As the limo drew to a stop, a bellhop appeared out of nowhere to open the door before I could do it myself -- one of a hundred little differences brought on by success that I still hadn't gotten used to -- and I scarcely had time to step out of the car and thank him before I found myself buried in Renee's arms. "Tom! So good to see you!"
"Same here!" I said, though in the heat of the moment I hadn't really seen her so much as I'd felt her and smelled her perfume -- a feminine touch I never would have expected of my tomboyish old friend. When she finally released me, I saw that wasn't the only such touch: she was dressed in an elegant peach-colored top and a gray skirt, and patent black leather pumps. Besides her wedding dress, I wasn't sure if I'd ever seen Renee in anything but jeans before.
"Well, you've certainly changed, Doctor Poirier," I said.
"All part of the right look for the B&B," she said. "And it's nice to have a reason to dress up anyway. Years of adjunct teaching jobs weren't offering that, you know."
I laughed. "You sure have a knack for making me glad I barely made it through Claxton," I said. For all my success, it still stung a bit how mediocre my track record was in that place.
"Oh, don't be so hard on yourself, Tom!" Renee took me by the hand and led me to the front door, the bellhop having already taken care of my suitcases. "You just had some growing up left to do, and obviously you did do that in Asia." Ushering me into the beautiful lobby made possible by the job I'd given her, she added, "And thank heavens you did!"
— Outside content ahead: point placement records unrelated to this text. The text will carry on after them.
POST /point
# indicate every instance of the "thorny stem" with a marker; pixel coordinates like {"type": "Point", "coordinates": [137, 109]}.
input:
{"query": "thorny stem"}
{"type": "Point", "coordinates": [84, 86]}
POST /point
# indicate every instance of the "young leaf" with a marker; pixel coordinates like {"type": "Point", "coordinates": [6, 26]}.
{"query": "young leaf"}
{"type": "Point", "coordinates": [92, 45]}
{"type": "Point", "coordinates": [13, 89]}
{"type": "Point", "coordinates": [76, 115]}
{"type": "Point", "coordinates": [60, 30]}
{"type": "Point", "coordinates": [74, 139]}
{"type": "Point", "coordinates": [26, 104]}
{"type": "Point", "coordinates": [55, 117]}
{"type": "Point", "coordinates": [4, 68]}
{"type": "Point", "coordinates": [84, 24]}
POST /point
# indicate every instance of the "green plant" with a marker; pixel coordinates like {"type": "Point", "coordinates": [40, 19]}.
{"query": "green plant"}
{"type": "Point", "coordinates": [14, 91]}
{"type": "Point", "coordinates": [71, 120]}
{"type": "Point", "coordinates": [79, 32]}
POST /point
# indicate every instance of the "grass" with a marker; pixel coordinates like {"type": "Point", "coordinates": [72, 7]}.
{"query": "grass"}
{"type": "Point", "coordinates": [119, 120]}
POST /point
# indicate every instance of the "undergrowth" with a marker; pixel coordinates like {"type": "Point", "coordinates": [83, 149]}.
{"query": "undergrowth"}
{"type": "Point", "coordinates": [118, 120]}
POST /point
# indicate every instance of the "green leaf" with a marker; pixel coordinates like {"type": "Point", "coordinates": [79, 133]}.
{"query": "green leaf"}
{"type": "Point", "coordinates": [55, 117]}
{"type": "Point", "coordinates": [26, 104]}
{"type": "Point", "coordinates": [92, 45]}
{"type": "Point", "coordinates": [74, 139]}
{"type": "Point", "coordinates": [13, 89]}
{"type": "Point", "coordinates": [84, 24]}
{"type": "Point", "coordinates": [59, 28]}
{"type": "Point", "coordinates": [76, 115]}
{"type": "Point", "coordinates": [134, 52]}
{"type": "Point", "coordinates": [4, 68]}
"You guys did a great job of cleaning this place up," I said, recalling the photos of a dusty old abandoned parlor that I could only just recognize in the opulent setting before me.
"Thank you," Renee said. "I've asked my assistant to get your room arranged. Care for a glass of wine while she does that?"
"Sounds great," I said.
Renee led me through the lobby to the dining room, which was empty but for a couple of staff setting the dishes out for dinner. "I bid you fair warning, Tom, Julia -- that's my assistant -- she's utterly starstruck with you. Took me ages just to convince her that I really did know the man who invented LanguagExchange."